Salsa

The Mun backend makes extensive use of Salsa to perform on-demand, incremental computations. salsa lets you define your program as a set of queries. Every query is used like a function K -> V that maps from some key K to a value of V. Changing the input K also invalidates the result of computing K -> V. However, if the result V does not change after changing K the invalidation is not propagated to computations that use V as an input. This enables Mun to cache a lot of computations between compilations, enabling very fast rebuilding on incremental changes.

For more in depth information on Salsa please refer to the Salsa repository or the Salsa book.

Databases

Queries are grouped together in so-called databases defined as traits.
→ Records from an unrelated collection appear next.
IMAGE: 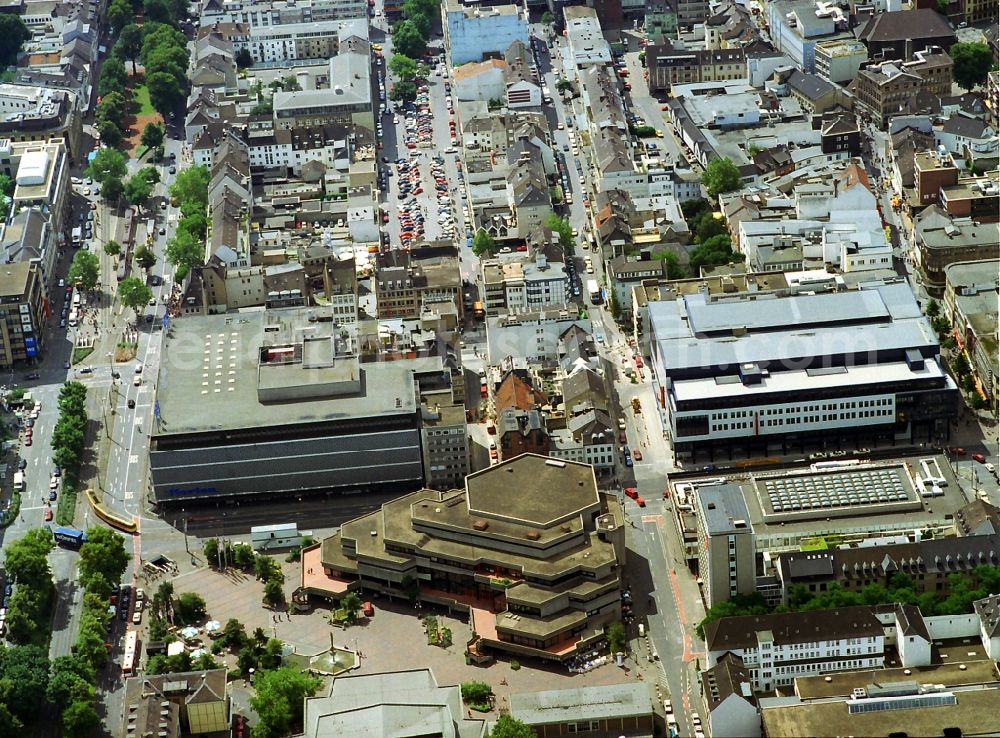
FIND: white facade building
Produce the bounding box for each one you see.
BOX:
[705,607,885,692]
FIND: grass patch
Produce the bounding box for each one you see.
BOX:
[70,346,94,364]
[132,85,156,117]
[55,484,76,525]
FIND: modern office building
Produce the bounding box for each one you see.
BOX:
[775,534,1000,604]
[670,455,979,560]
[444,0,530,67]
[695,484,757,607]
[944,259,1000,404]
[308,454,625,661]
[150,308,465,503]
[648,280,958,460]
[0,261,51,369]
[705,606,885,692]
[119,669,232,738]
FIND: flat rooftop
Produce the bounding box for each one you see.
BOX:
[761,687,1000,738]
[155,310,417,437]
[670,454,967,550]
[465,454,600,528]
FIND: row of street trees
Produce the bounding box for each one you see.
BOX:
[392,0,441,59]
[166,166,209,282]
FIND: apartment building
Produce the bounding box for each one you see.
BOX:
[480,251,570,314]
[375,244,464,318]
[912,205,1000,295]
[646,38,747,94]
[303,454,625,662]
[705,607,885,692]
[443,0,530,67]
[944,259,1000,403]
[199,0,368,28]
[815,38,868,84]
[648,280,958,460]
[696,484,757,607]
[775,535,1000,604]
[119,669,232,738]
[0,84,83,158]
[0,261,45,370]
[854,7,955,61]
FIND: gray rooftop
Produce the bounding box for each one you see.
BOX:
[698,484,750,536]
[150,308,416,436]
[510,683,653,726]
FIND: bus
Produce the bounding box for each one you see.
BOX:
[52,527,87,549]
[122,630,139,676]
[587,279,602,305]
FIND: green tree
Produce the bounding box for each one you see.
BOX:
[143,0,174,23]
[112,23,142,74]
[78,526,132,588]
[63,700,101,738]
[101,177,125,203]
[461,682,493,705]
[118,277,153,316]
[607,621,625,653]
[389,54,417,82]
[45,654,96,706]
[170,165,209,211]
[146,72,184,117]
[660,251,687,279]
[340,592,364,622]
[124,172,153,207]
[392,20,427,59]
[139,122,164,149]
[701,158,740,200]
[97,118,125,149]
[97,56,128,102]
[167,233,205,270]
[175,592,206,625]
[695,212,728,243]
[4,528,55,588]
[472,228,497,256]
[0,13,31,67]
[0,644,51,720]
[236,48,253,69]
[250,667,322,738]
[105,0,135,31]
[87,148,128,184]
[488,715,538,738]
[219,618,247,648]
[949,41,994,90]
[67,249,101,292]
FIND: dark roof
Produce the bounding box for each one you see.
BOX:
[941,115,989,138]
[705,606,884,651]
[788,69,836,101]
[972,594,1000,638]
[701,653,757,712]
[896,603,931,643]
[855,8,955,42]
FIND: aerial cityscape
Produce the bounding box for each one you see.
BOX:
[0,0,1000,738]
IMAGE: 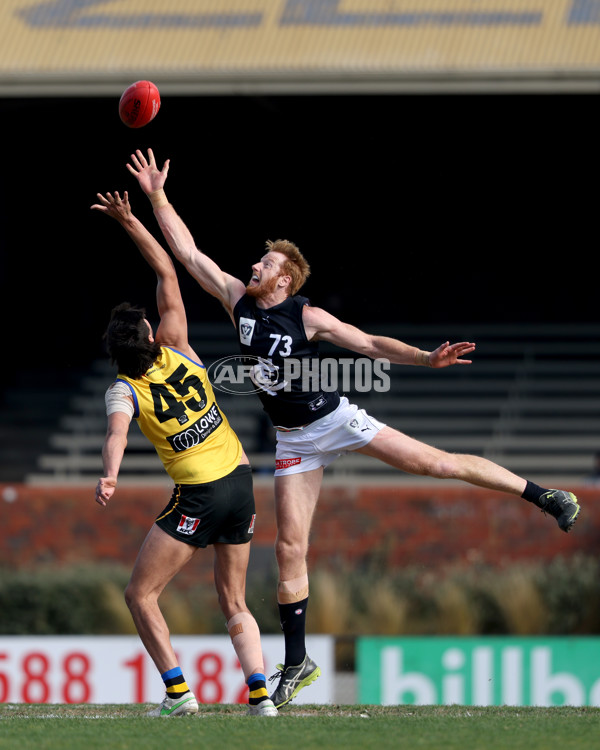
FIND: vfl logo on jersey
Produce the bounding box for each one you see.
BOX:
[177,513,200,536]
[240,317,256,346]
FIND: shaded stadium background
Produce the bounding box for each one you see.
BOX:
[0,94,599,384]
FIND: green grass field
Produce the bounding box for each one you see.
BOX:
[0,703,600,750]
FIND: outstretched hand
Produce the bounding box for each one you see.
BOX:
[429,341,475,368]
[90,190,132,223]
[96,477,117,506]
[127,148,169,196]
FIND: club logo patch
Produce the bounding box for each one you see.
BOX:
[177,513,200,535]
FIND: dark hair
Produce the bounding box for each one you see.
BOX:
[104,302,160,378]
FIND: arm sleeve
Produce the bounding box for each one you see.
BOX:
[104,381,134,419]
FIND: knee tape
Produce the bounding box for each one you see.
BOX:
[277,573,308,604]
[227,612,265,679]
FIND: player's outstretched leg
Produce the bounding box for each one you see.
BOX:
[534,490,581,532]
[269,654,321,708]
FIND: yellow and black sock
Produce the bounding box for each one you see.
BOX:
[246,672,269,706]
[161,667,189,698]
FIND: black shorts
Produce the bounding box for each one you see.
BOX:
[155,464,256,547]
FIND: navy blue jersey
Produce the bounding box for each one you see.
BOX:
[233,294,340,427]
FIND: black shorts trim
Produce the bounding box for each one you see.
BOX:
[155,464,256,547]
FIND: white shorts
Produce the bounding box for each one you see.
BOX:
[275,396,385,477]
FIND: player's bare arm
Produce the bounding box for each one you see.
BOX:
[92,190,191,354]
[96,411,131,505]
[302,305,475,368]
[127,149,245,315]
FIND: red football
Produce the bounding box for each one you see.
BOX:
[119,81,160,128]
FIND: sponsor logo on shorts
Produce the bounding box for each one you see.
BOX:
[275,458,302,471]
[177,513,200,535]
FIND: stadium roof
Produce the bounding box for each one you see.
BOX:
[0,0,600,96]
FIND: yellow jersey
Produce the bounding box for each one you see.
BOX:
[117,346,242,484]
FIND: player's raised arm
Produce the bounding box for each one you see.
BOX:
[92,190,188,350]
[127,149,245,315]
[302,305,475,368]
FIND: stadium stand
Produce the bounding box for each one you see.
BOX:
[12,323,600,484]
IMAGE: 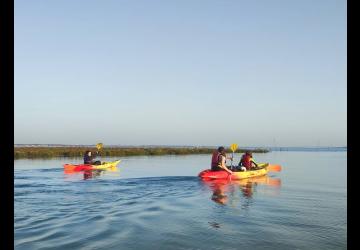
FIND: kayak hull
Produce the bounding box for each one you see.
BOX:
[198,163,269,180]
[64,160,120,172]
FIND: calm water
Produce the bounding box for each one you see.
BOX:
[14,152,347,250]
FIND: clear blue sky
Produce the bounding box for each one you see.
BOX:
[14,0,347,146]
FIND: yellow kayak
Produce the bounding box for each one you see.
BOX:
[64,160,121,173]
[199,163,281,180]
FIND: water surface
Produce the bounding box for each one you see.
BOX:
[14,152,347,249]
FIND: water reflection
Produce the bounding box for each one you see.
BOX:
[202,175,281,205]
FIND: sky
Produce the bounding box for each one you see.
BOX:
[14,0,347,146]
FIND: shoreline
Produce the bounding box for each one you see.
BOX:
[14,146,270,160]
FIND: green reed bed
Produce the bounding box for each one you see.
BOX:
[14,147,269,159]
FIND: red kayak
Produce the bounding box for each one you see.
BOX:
[198,163,281,180]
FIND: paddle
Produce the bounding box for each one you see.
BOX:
[230,143,238,170]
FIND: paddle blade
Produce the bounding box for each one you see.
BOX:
[267,164,281,172]
[96,143,103,150]
[230,143,238,152]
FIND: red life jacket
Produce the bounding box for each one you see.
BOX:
[241,154,251,170]
[211,151,220,167]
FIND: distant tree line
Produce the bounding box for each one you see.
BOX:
[14,147,269,159]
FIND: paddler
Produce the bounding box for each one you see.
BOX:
[84,150,101,165]
[239,151,258,171]
[211,147,232,174]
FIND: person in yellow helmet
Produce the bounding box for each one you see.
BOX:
[239,151,258,171]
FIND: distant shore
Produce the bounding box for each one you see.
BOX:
[14,146,269,160]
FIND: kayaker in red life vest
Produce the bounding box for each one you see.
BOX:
[211,147,232,174]
[239,151,258,171]
[84,150,101,165]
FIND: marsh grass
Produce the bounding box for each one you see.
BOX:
[14,147,269,160]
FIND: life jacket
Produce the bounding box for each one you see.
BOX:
[241,154,252,170]
[211,151,221,167]
[84,154,92,164]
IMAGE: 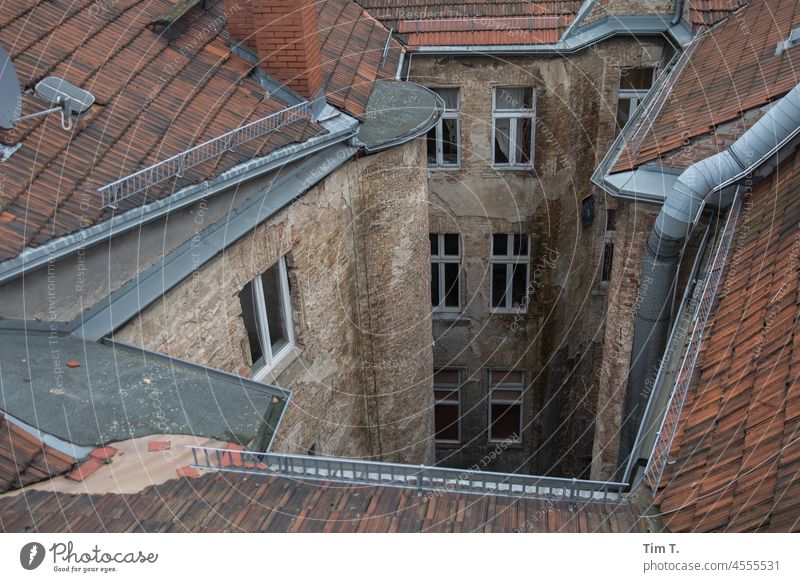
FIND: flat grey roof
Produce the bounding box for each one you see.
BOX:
[0,330,289,449]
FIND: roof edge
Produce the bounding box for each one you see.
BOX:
[0,113,358,285]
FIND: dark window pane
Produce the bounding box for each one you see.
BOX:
[494,87,533,111]
[494,119,511,164]
[444,234,458,257]
[617,99,631,133]
[489,370,524,384]
[512,234,528,256]
[600,242,614,281]
[490,404,522,440]
[492,265,507,307]
[261,263,289,355]
[433,369,459,384]
[492,234,508,257]
[516,117,533,165]
[619,68,653,90]
[427,125,436,166]
[606,209,617,231]
[511,265,527,307]
[442,119,458,166]
[434,404,458,441]
[434,89,458,111]
[239,282,264,364]
[444,263,460,307]
[431,263,439,307]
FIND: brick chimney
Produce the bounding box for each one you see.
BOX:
[225,0,323,101]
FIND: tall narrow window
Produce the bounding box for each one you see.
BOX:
[489,370,525,443]
[430,234,461,311]
[433,369,461,443]
[492,87,536,169]
[489,234,531,310]
[617,68,655,133]
[239,257,294,379]
[600,208,617,283]
[428,89,461,168]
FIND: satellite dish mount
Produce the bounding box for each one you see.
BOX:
[0,46,94,131]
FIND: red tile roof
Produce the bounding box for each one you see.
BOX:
[357,0,581,47]
[0,0,322,260]
[0,0,402,260]
[0,473,647,532]
[612,0,800,172]
[689,0,749,29]
[656,149,800,531]
[318,0,403,118]
[0,412,76,493]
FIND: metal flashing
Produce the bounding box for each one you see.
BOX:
[413,16,692,56]
[70,144,357,341]
[0,113,358,284]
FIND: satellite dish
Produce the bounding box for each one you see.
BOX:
[0,46,22,129]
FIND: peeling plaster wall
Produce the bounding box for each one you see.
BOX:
[115,141,433,463]
[410,39,664,477]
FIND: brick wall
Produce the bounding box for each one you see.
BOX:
[116,142,432,463]
[591,202,657,479]
[225,0,322,99]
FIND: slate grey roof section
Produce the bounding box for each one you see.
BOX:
[355,80,445,153]
[604,166,681,204]
[413,16,693,55]
[0,331,290,447]
[72,144,357,341]
[0,113,358,284]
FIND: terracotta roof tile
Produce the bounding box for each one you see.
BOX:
[0,412,76,493]
[0,473,647,532]
[657,154,800,531]
[0,0,323,260]
[357,0,581,47]
[612,0,800,172]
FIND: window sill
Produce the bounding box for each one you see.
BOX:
[253,345,303,384]
[431,311,471,325]
[492,165,533,172]
[489,307,528,317]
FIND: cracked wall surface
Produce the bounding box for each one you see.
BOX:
[115,140,433,463]
[409,39,665,477]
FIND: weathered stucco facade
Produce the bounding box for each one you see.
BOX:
[409,39,672,477]
[114,140,433,463]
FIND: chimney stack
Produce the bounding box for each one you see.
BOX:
[225,0,324,101]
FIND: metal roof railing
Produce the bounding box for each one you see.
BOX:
[189,446,628,501]
[99,101,311,208]
[645,191,741,495]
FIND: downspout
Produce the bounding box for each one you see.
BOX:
[619,85,800,474]
[670,0,686,26]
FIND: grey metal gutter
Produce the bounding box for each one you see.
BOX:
[559,0,597,41]
[412,16,692,56]
[70,144,358,341]
[0,114,358,285]
[619,84,800,474]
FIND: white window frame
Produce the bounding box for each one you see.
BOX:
[492,87,536,170]
[428,87,461,170]
[614,67,656,134]
[489,232,531,313]
[431,232,462,313]
[433,368,464,445]
[245,257,295,381]
[487,370,525,444]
Database traits can have super traits that enable them to build upon other queries.

Mun Salsa Database super trait relations

Figure 4-1: Super trait relations between Salsa databases

This design is heavily inspired by Rust Analyzer.

SourceDatabase

The SourceDatabase provides queries and inputs that form the basis of all compilation because it contains the original source text.

The SourceDatabase holds SourceRoots which are groupings of files. SourceRoots define the hierarchy of files relative to a certain root. For the system it's not interesting where the files come from and how they are actually organized on disk. SourceRoots provide an abstraction over the filesystem that provides just enough information for the backend to function.

Another relevant query is the line_index query which provides line and column information for characters in a source file. This is used for instance when emitting human-readable diagnostic messages with line and column numbers.

AstDatabase

The AstDatabase provides syntax tree transformations on top of the source text. The parse function returns the Concrete Syntax Tree (CST) of a file provided by the mun_syntax crate. Any errors related to parsing are stored in the tree itself.

As an example of where Salsa helps Mun achieve faster incremental compilation: changing a single character in a file will also change the CST which in turn will invalidate a lot of computations. However, most changes occur within blocks (like functions or structs). To not invalidate everything in the changed file, another query transforms the CST to an AstIdMap which assigns ids to all top-level items in a file. This enables referring to those ids in later stages of compilation which will change much less often.

InternDatabase

The InternDatase links certain locations in the syntax tree to ids. For instance, it associates a function syntax node with a FunctionId. This id is then used everywhere in code to refer to the specific function instance. The same happens for other items like structs. The purpose of this interning is again to allow better incremental compilation for queries that only need to refer to certain constructs without having to refer to the volatile syntax tree elements.

DefDatabase

The DefDatabase provides definitions extracted from the syntax trees. It provides desugared or lowered versions of language constructs that enable other queries to query specific information for these constructs. Extracting this data again enables faster incremental compilation because if the extracted data does not change dependent queries also will not change.

HirDatabase

The HirDatabase resolves all types and names from the definitions. It also performs type inferencing. The resulting High-Level Representation (HIR) is the input for the LLVM Intermediate Representation (LLVM IR). The HIR data structures can also contain errors, but only if there are no errors present will generating IR be valid.

CodeGenDatabase

Finally, the CodeGenDatabase provides queries to construct assemblies from groups of files. Assemblies are the final product of the Mun compiler. They are the binaries that can be executed by the runtime. This stage is where Salsa really shines; only if something actually changed in the HIR will an assembly be created.

Language Server

The language server uses the same backend as the compiler. Whereas the compiler creates assemblies the language server queries the different databases to provide a user with code intelligence. It also uses the exact same diagnostics paths as the compiler, which means there is never a mismatch between the compiler and the language server - and vice versa. If compiling your code results in an error it will also be immediately visible in your IDE.